Mr Kamotho submitted that the advisory opinion was a binding, authoritative statement of law, guiding the conduct of all governmental or public action.
“The advisory opinion was on a procedure and any retrospective application would have been lawful and valid. The Supreme Court did not state the commencement date of the advisory opinion and it goes without saying that this court cannot be the forum to determine this issue,” stated Justice Mshilla.
The judge also found that the constitutional court was not the proper forum to challenge the legal procedure as well as the validity of the advisory's applicability.
She said the petitioner’s arguments arose from the nomination process.
In his prayers, the petitioner wanted the court to issue an order annulling and declaring the process unprocedural and unconstitutional, as he raised questions on Ms Karugu’s eligibility and qualifications.
But Justice Mshilla said once the process of nomination ends and the name of the nominee is gazetted, any challenge to the appointment can only be through an election petition, not a constitutional petition.
“The petitioner chose the wrong forum to address his grievances on the propriety of the nomination process. The prayers sought can only be ventilated by way of an election petition," she said.

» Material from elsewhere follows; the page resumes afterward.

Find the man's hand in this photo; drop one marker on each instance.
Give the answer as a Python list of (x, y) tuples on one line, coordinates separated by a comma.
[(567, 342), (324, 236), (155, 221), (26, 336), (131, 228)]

She added that the court was not duly constituted as an election court and therefore lacked jurisdiction to entertain Mr Njuki’s petition.
In the advisory opinion, which has since been applied in Nairobi, Bomet and Kiambu counties, the Supreme Court ruled that governors should nominate a person to fill the deputy governor’s vacancy within 14 days.
The vacancy may occur from death in office, resignation or an impeachment.
The nominees have to be approved by county assemblies within 60 days and, if successful, they then take the oath of office.
The judges said the position of a deputy governor cannot be filled through another election but admitted that the Constitution was not clear on the process.